We have monthly didactics in two main blocks. The first is a three-hour block on the first Wednesday of every month. The second is an hour-long block on the last Wednesday. In addition, fellows are encouraged to attend a monthly MSTICU meeting when Case Conferences (M&Ms) are presented by fellows or another team member. Fellows are also encouraged to attend monthly internal medicine grand rounds, and quarterly critical care Evidence Practice (EPT) Team meetings.

In addition, critical care faculty will provide fellow-level teaching at the bedside, which includes volume assessment, POC ECHO, POC US, ventilator settings and asynchrony, pulmonary artery catheter monitoring and evidence-based practice.

Research

Fellows work with a faculty member of their choice. It is the fellows’ responsibility to identify a faculty member to collaborate with. Research project(s) must be approved by the program director. The minimum expectation for fellows is to publish a research abstract at one of the critical care conferences during their training and to submit a research manuscript by the end of their two-year program.

Evaluation

Formative evaluation

Fellows are evaluated each month of the 24-month fellowship. Evaluations are in line with currently accepted ACGME milestones. The following areas are evaluated:

  • Clinical judgment
  • Clinical skills
  • Medical knowledge
  • Humanistic qualities
  • Commitment to scholarship
  • Medical care
  • Professional attitudes
  • Behavior
  • Clinical competence

Fellows are evaluated in these areas each month, and performance is reviewed and discussed by the attending that month. Semi-annually, fellows receive structured feedback from the program director. Performance is reviewed with appropriate counseling and any necessary remedial actions

Summative evaluation

Semi-annually, the program director completes a written evaluation of each fellow based upon review of monthly evaluations. These evaluations stipulate the degree to which fellows have mastered each component of clinical competence and have acquired proficiency in each of the required procedural skills. Fellows may appeal judgments of academic deficiencies or misconduct. See the Disciplinary Action Policy located for more information.

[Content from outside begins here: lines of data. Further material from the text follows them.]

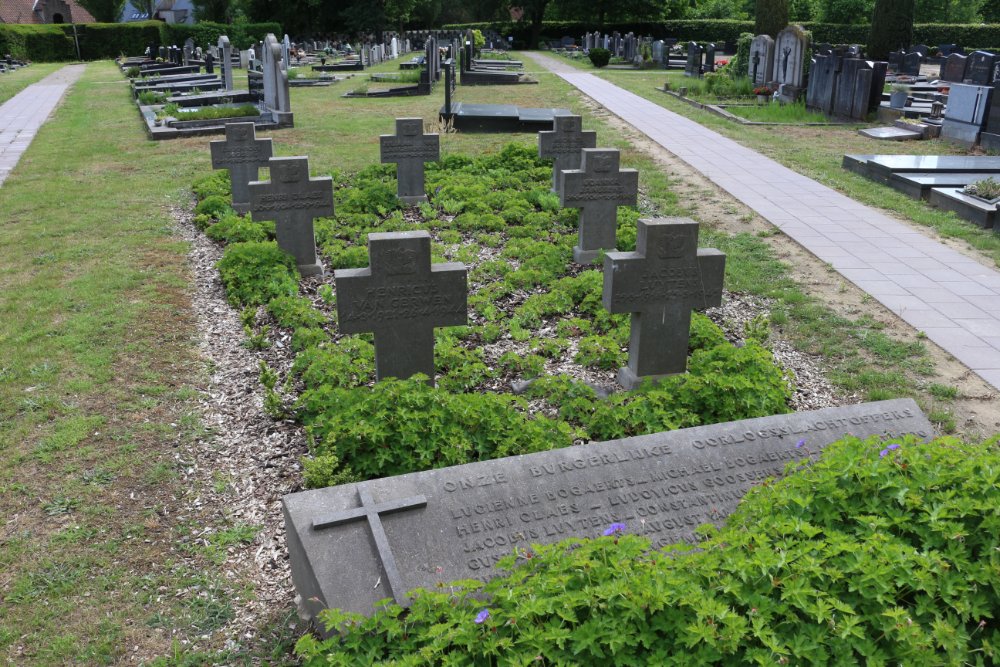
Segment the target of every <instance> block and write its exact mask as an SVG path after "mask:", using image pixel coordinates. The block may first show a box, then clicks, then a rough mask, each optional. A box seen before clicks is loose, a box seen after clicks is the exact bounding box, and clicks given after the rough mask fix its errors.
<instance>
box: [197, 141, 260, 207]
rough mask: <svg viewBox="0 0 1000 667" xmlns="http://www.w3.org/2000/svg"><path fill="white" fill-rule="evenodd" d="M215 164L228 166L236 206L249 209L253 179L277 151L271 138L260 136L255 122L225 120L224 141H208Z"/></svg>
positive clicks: (233, 202)
mask: <svg viewBox="0 0 1000 667" xmlns="http://www.w3.org/2000/svg"><path fill="white" fill-rule="evenodd" d="M209 147H210V148H211V150H212V168H213V169H228V170H229V180H230V181H231V182H232V185H233V210H235V211H236V212H237V213H246V212H247V211H249V210H250V182H251V181H256V180H257V177H258V176H259V175H260V171H259V170H260V169H261V168H262V167H266V166H267V161H268V160H269V159H270V158H271V156H272V155H273V154H274V152H273V149H272V146H271V140H270V139H258V138H257V136H256V132H255V130H254V124H253V123H226V139H225V141H212V142H209Z"/></svg>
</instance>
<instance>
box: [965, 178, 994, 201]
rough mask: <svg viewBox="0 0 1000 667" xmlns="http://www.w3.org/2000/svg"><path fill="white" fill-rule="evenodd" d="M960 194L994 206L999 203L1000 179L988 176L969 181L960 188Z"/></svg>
mask: <svg viewBox="0 0 1000 667" xmlns="http://www.w3.org/2000/svg"><path fill="white" fill-rule="evenodd" d="M962 194H963V195H966V196H967V197H972V198H974V199H978V200H980V201H983V202H986V203H987V204H991V205H993V206H996V205H997V204H1000V181H998V180H997V179H995V178H993V177H992V176H990V177H989V178H984V179H983V180H981V181H976V182H975V183H970V184H969V185H966V186H965V187H964V188H963V189H962Z"/></svg>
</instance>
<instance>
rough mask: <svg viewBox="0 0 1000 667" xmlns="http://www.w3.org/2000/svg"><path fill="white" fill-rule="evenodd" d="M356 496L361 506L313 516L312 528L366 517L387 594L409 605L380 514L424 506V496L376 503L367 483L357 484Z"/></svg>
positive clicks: (410, 508)
mask: <svg viewBox="0 0 1000 667" xmlns="http://www.w3.org/2000/svg"><path fill="white" fill-rule="evenodd" d="M358 498H359V500H360V501H361V507H358V508H355V509H350V510H344V511H343V512H336V513H334V514H330V515H327V516H324V517H322V518H320V519H314V520H313V529H314V530H322V529H324V528H333V527H334V526H340V525H343V524H345V523H350V522H352V521H357V520H358V519H367V520H368V525H369V527H370V528H371V531H372V537H373V538H374V539H375V551H376V552H377V553H378V557H379V560H380V561H381V562H382V571H383V572H384V573H385V578H386V587H387V588H388V589H389V596H391V597H392V599H393V600H395V601H396V604H398V605H401V606H404V607H405V606H407V604H408V600H407V599H406V596H405V593H406V589H405V587H404V586H403V580H402V578H401V577H400V576H399V570H398V569H397V567H396V559H395V558H393V556H392V550H391V549H390V548H389V538H388V537H386V535H385V528H384V527H383V526H382V517H381V515H382V514H389V513H391V512H399V511H401V510H408V509H413V508H415V507H426V505H427V499H426V498H425V497H424V496H413V497H411V498H403V499H401V500H391V501H389V502H384V503H376V502H375V500H374V499H373V498H372V494H371V491H369V490H368V485H367V484H364V483H362V484H358ZM376 585H377V583H376Z"/></svg>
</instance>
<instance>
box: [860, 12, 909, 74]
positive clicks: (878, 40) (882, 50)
mask: <svg viewBox="0 0 1000 667" xmlns="http://www.w3.org/2000/svg"><path fill="white" fill-rule="evenodd" d="M913 11H914V0H875V10H874V11H873V12H872V27H871V31H870V32H869V33H868V51H867V54H868V57H869V58H872V59H873V60H887V59H888V58H889V52H890V51H896V50H898V49H902V48H907V47H909V46H910V44H911V43H912V42H913Z"/></svg>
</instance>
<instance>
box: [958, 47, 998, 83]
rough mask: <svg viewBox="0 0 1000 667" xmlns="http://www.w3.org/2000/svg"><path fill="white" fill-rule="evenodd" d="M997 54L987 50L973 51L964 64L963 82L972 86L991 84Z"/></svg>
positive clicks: (996, 58) (970, 53) (995, 65)
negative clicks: (980, 50) (966, 61)
mask: <svg viewBox="0 0 1000 667" xmlns="http://www.w3.org/2000/svg"><path fill="white" fill-rule="evenodd" d="M996 63H997V56H996V55H995V54H992V53H990V52H988V51H973V52H972V53H970V54H969V60H968V62H967V63H966V66H965V82H966V83H970V84H972V85H974V86H989V85H992V84H993V69H994V67H995V66H996Z"/></svg>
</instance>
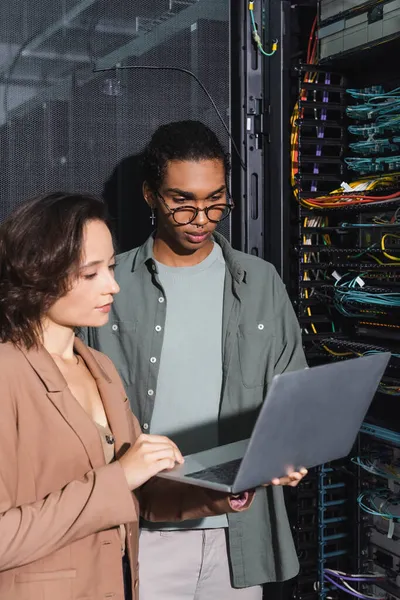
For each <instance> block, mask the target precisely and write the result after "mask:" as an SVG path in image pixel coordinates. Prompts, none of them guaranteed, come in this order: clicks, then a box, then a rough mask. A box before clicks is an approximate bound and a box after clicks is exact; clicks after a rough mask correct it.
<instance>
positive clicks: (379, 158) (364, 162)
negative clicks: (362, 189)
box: [344, 155, 400, 173]
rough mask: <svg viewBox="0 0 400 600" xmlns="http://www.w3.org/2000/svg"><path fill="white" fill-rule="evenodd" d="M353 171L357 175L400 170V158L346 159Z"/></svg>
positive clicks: (347, 158)
mask: <svg viewBox="0 0 400 600" xmlns="http://www.w3.org/2000/svg"><path fill="white" fill-rule="evenodd" d="M344 161H345V163H346V165H347V166H348V168H349V169H350V170H351V171H357V173H384V172H385V171H397V170H398V169H400V156H399V155H395V156H379V157H377V158H367V157H351V158H345V159H344Z"/></svg>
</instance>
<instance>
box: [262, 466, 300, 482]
mask: <svg viewBox="0 0 400 600" xmlns="http://www.w3.org/2000/svg"><path fill="white" fill-rule="evenodd" d="M307 473H308V471H307V469H304V468H303V469H300V471H294V472H293V473H289V474H288V475H286V477H280V478H278V477H277V478H276V479H273V480H272V481H271V483H270V484H269V483H266V484H265V485H266V486H267V485H288V486H290V487H296V486H297V485H299V483H300V481H301V480H302V479H303V477H305V476H306V475H307Z"/></svg>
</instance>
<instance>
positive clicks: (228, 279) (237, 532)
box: [88, 233, 306, 587]
mask: <svg viewBox="0 0 400 600" xmlns="http://www.w3.org/2000/svg"><path fill="white" fill-rule="evenodd" d="M214 239H215V241H216V243H218V244H220V246H221V248H222V252H223V255H224V259H225V263H226V276H225V288H224V305H223V324H222V348H223V356H222V367H223V374H222V375H223V377H222V389H221V397H220V406H219V422H218V431H219V442H220V444H227V443H230V442H234V441H237V440H239V439H245V438H247V437H250V434H251V431H252V428H253V425H254V422H255V419H256V417H257V414H258V411H259V409H260V406H261V404H262V402H263V400H264V398H265V394H266V392H267V390H268V386H269V384H270V382H271V380H272V377H273V376H274V375H276V374H277V373H283V372H284V371H294V370H297V369H302V368H304V367H306V361H305V357H304V353H303V349H302V343H301V334H300V329H299V325H298V322H297V319H296V316H295V314H294V311H293V308H292V306H291V303H290V300H289V298H288V295H287V293H286V290H285V287H284V285H283V283H282V281H281V279H280V277H279V276H278V274H277V272H276V270H275V268H274V267H273V266H272V265H271V264H269V263H267V262H265V261H263V260H261V259H259V258H257V257H255V256H251V255H248V254H244V253H242V252H238V251H236V250H234V249H233V248H232V247H231V246H230V244H229V243H228V242H227V240H226V239H225V238H224V237H223V236H221V235H220V234H217V233H215V234H214ZM116 279H117V281H118V283H119V284H120V286H121V292H120V293H119V294H118V295H117V296H116V297H115V298H114V305H113V309H112V312H111V315H110V319H109V322H108V324H107V325H105V326H104V327H101V328H99V329H91V330H90V331H89V332H88V341H89V344H90V345H91V346H93V347H94V348H97V349H98V350H101V351H102V352H104V353H105V354H107V355H108V356H109V357H110V358H111V359H112V360H113V362H114V364H115V365H116V367H117V369H118V371H119V373H120V375H121V377H122V379H123V381H124V384H125V387H126V392H127V395H128V397H129V399H130V402H131V405H132V410H133V412H134V413H135V415H136V416H137V418H138V419H139V422H140V424H141V426H142V430H143V431H144V432H147V433H148V432H149V431H150V427H151V417H152V413H153V409H154V404H155V402H157V376H158V370H159V359H160V356H161V348H162V343H163V335H164V325H165V316H166V310H167V304H168V299H167V298H166V297H165V294H164V290H163V288H162V286H161V284H160V281H159V278H158V274H157V265H156V263H155V261H154V259H153V238H152V237H150V238H149V239H148V240H147V242H146V243H145V244H143V246H141V247H139V248H135V249H134V250H131V251H129V252H125V253H124V254H122V255H120V256H119V257H118V258H117V267H116ZM194 318H200V319H206V318H207V315H195V316H194ZM177 351H179V349H177ZM200 372H201V364H199V373H200ZM228 522H229V552H230V559H231V566H232V572H233V581H234V585H235V587H246V586H252V585H258V584H262V583H264V582H271V581H283V580H286V579H290V578H291V577H294V576H295V575H296V574H297V572H298V560H297V556H296V551H295V548H294V544H293V539H292V535H291V531H290V527H289V522H288V518H287V514H286V509H285V504H284V498H283V491H282V488H280V487H267V488H261V489H259V490H258V491H257V493H256V498H255V500H254V502H253V504H252V506H251V508H250V509H249V510H248V511H246V512H243V513H234V514H229V515H228Z"/></svg>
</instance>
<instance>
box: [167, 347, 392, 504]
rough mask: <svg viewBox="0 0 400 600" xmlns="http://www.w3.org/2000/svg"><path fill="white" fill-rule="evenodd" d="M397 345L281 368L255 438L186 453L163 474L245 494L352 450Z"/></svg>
mask: <svg viewBox="0 0 400 600" xmlns="http://www.w3.org/2000/svg"><path fill="white" fill-rule="evenodd" d="M389 359H390V353H389V352H382V353H379V354H371V355H369V356H364V357H360V358H354V359H350V360H346V361H343V362H339V363H333V364H329V365H323V366H320V367H312V368H311V369H304V370H301V371H293V372H290V373H284V374H282V375H276V376H275V377H274V378H273V380H272V384H271V386H270V388H269V391H268V394H267V397H266V398H265V401H264V403H263V406H262V408H261V411H260V414H259V416H258V419H257V421H256V424H255V426H254V429H253V432H252V435H251V438H250V439H247V440H242V441H240V442H235V443H233V444H227V445H225V446H219V447H217V448H212V449H211V450H206V451H204V452H198V453H196V454H191V455H189V456H186V457H185V463H184V464H183V465H180V466H177V467H175V468H174V469H172V470H171V471H163V472H161V473H159V475H158V476H159V477H164V478H166V479H173V480H176V481H180V482H185V483H188V484H191V485H198V486H201V487H205V488H210V489H214V490H221V491H226V492H231V493H233V494H237V493H240V492H243V491H244V490H249V489H252V488H255V487H257V486H259V485H261V484H263V483H268V482H269V481H271V479H273V478H275V477H282V476H284V475H286V474H288V473H290V472H291V471H296V470H298V469H299V468H300V467H307V468H310V467H315V466H316V465H320V464H322V463H325V462H329V461H331V460H336V459H338V458H342V457H344V456H347V454H349V452H350V450H351V448H352V446H353V444H354V442H355V439H356V437H357V433H358V431H359V429H360V426H361V424H362V422H363V419H364V417H365V415H366V413H367V410H368V408H369V405H370V404H371V402H372V399H373V397H374V394H375V392H376V389H377V387H378V385H379V381H380V380H381V378H382V375H383V373H384V371H385V368H386V366H387V364H388V362H389Z"/></svg>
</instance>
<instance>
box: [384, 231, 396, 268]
mask: <svg viewBox="0 0 400 600" xmlns="http://www.w3.org/2000/svg"><path fill="white" fill-rule="evenodd" d="M387 237H392V238H393V237H394V238H396V239H398V240H400V235H396V234H395V233H385V234H384V235H383V236H382V238H381V250H382V254H383V256H386V258H390V260H394V261H396V262H400V257H399V256H393V255H392V254H389V253H388V252H386V248H385V239H386V238H387Z"/></svg>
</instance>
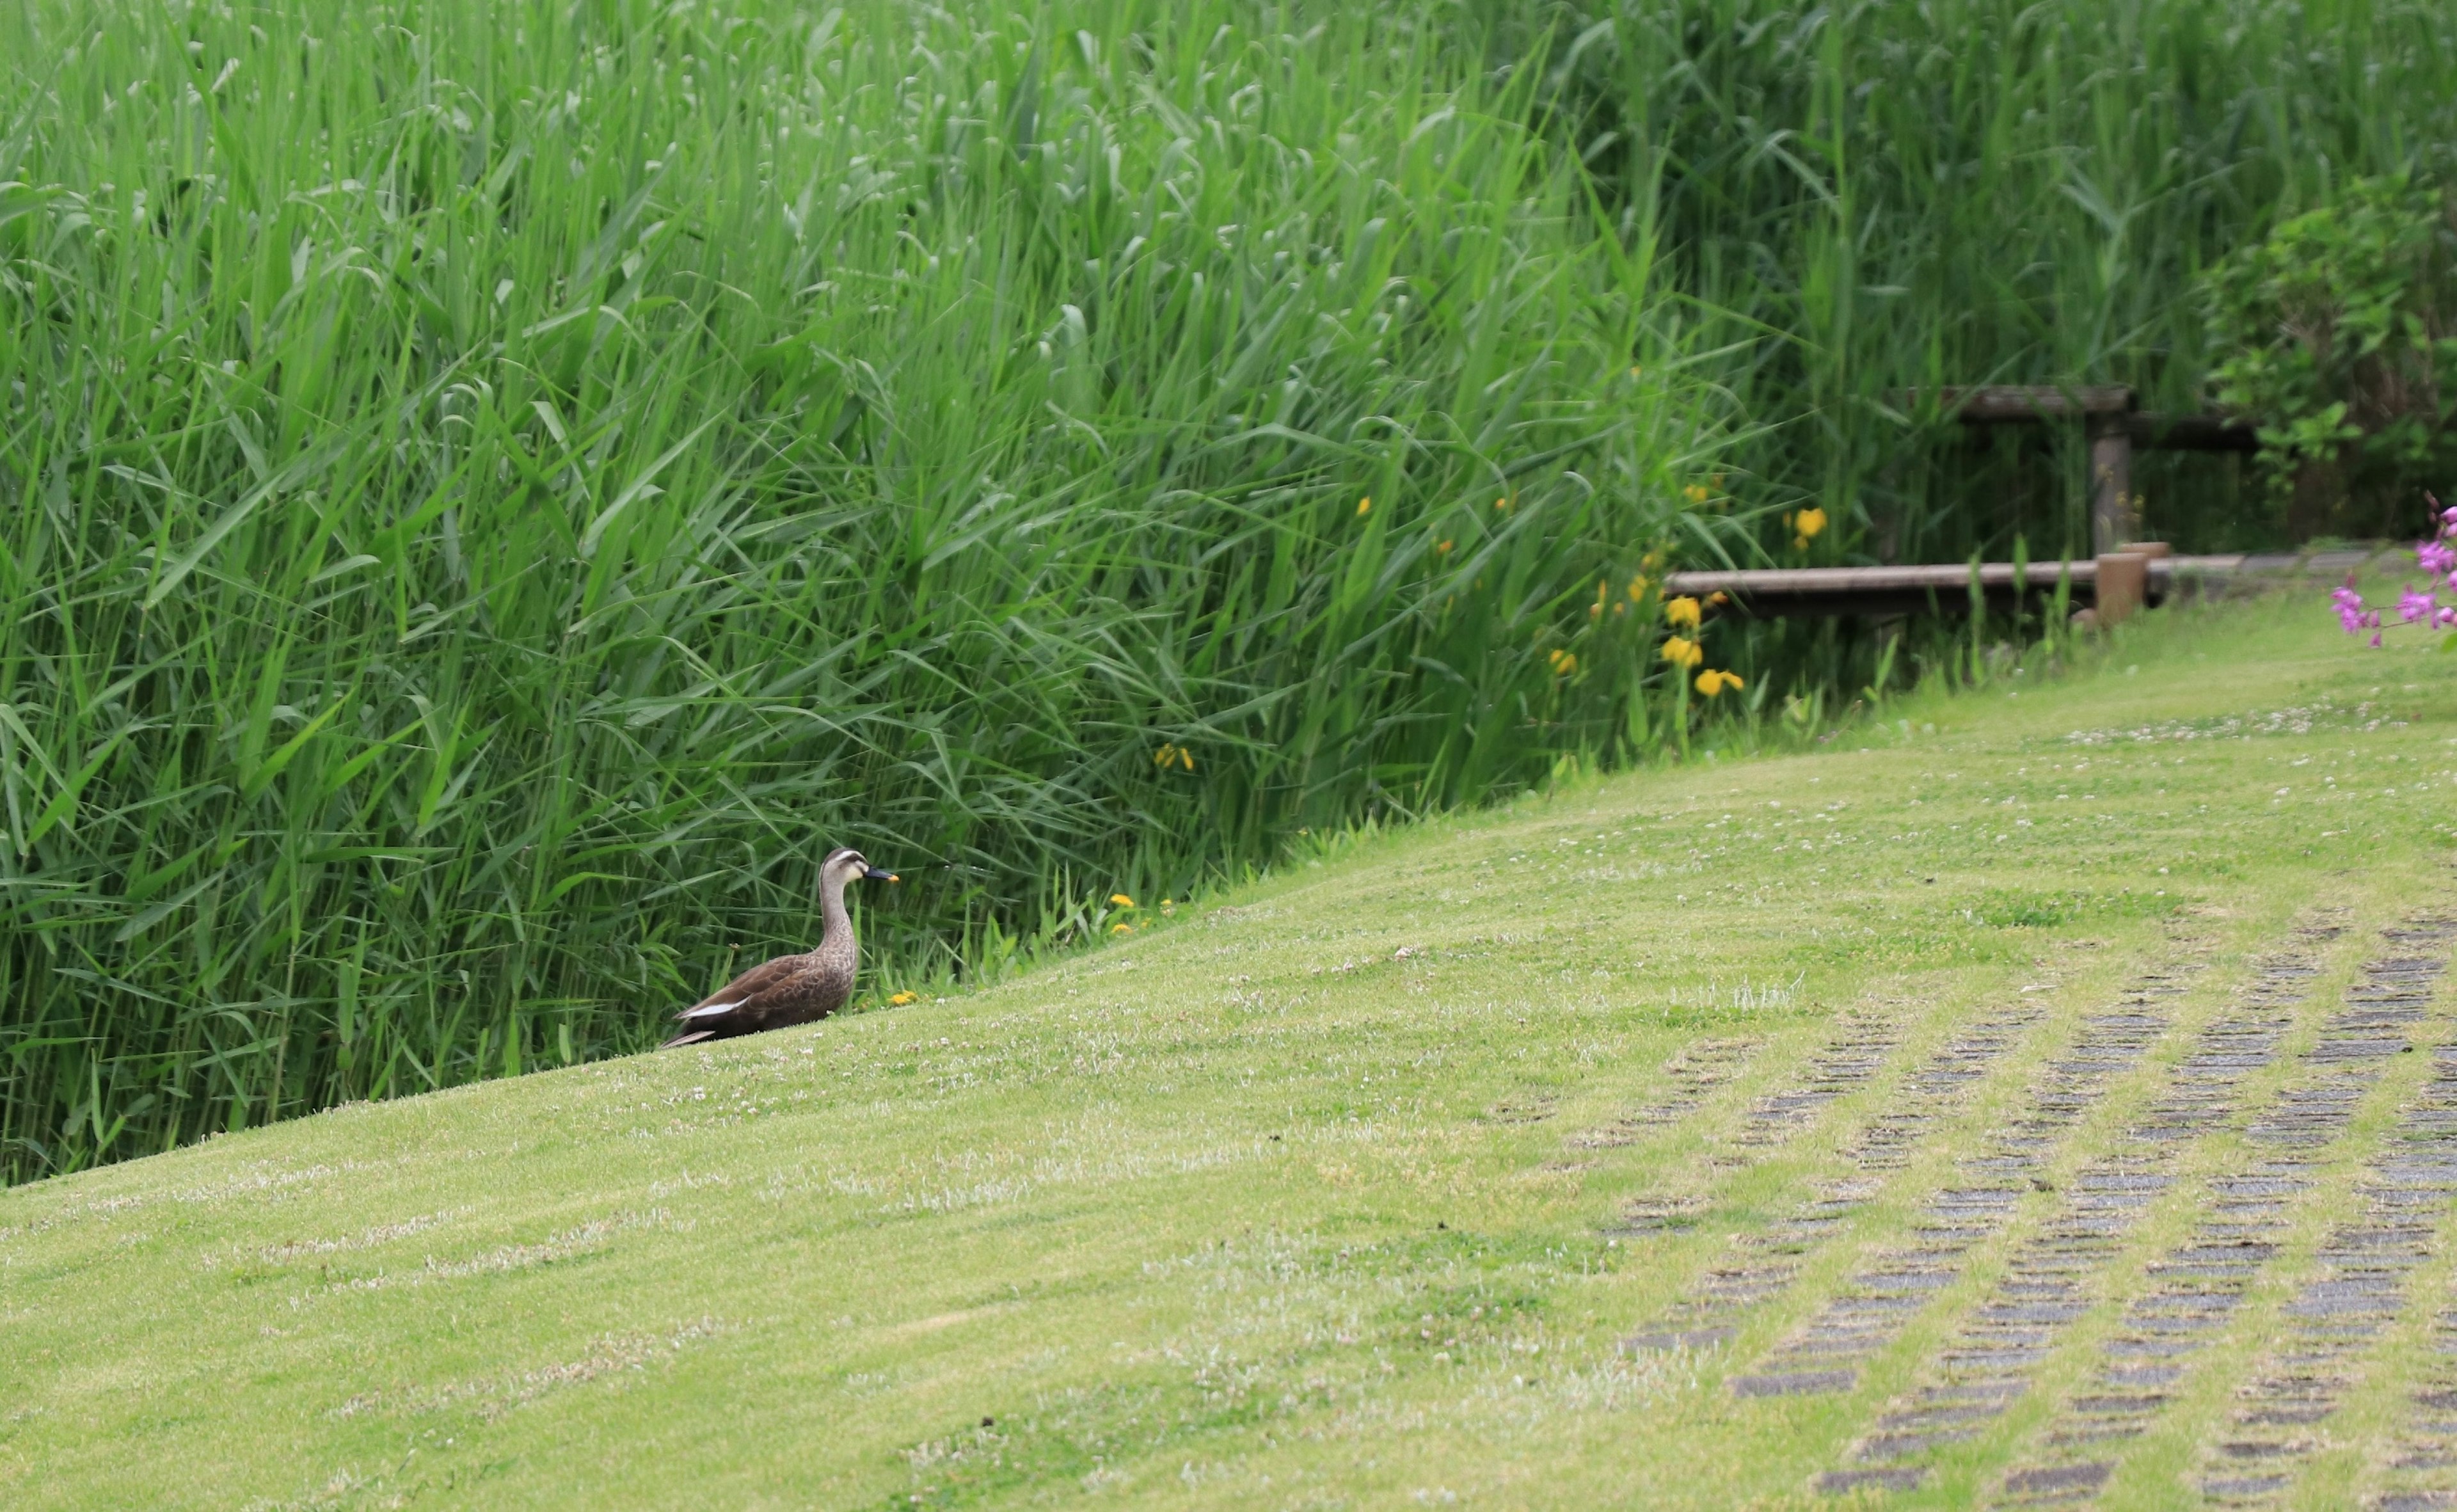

Evaluation of faculty and program

Fellows evaluate each rotation monthly and provide confidential feedback to the program director on the performance of the faculty and merits and deficiencies in the training program. The teaching staff meets with fellows semi-annually to evaluate the utilization of resources available to the program, the contribution of SLH and TMC to the program, financial and administrative support, the volume and variety of patients available to the program for educational purposes, the performance of members of the teaching staff, the quality of supervision of fellows, and the effectiveness of the program in achieving the stated goals and objectives.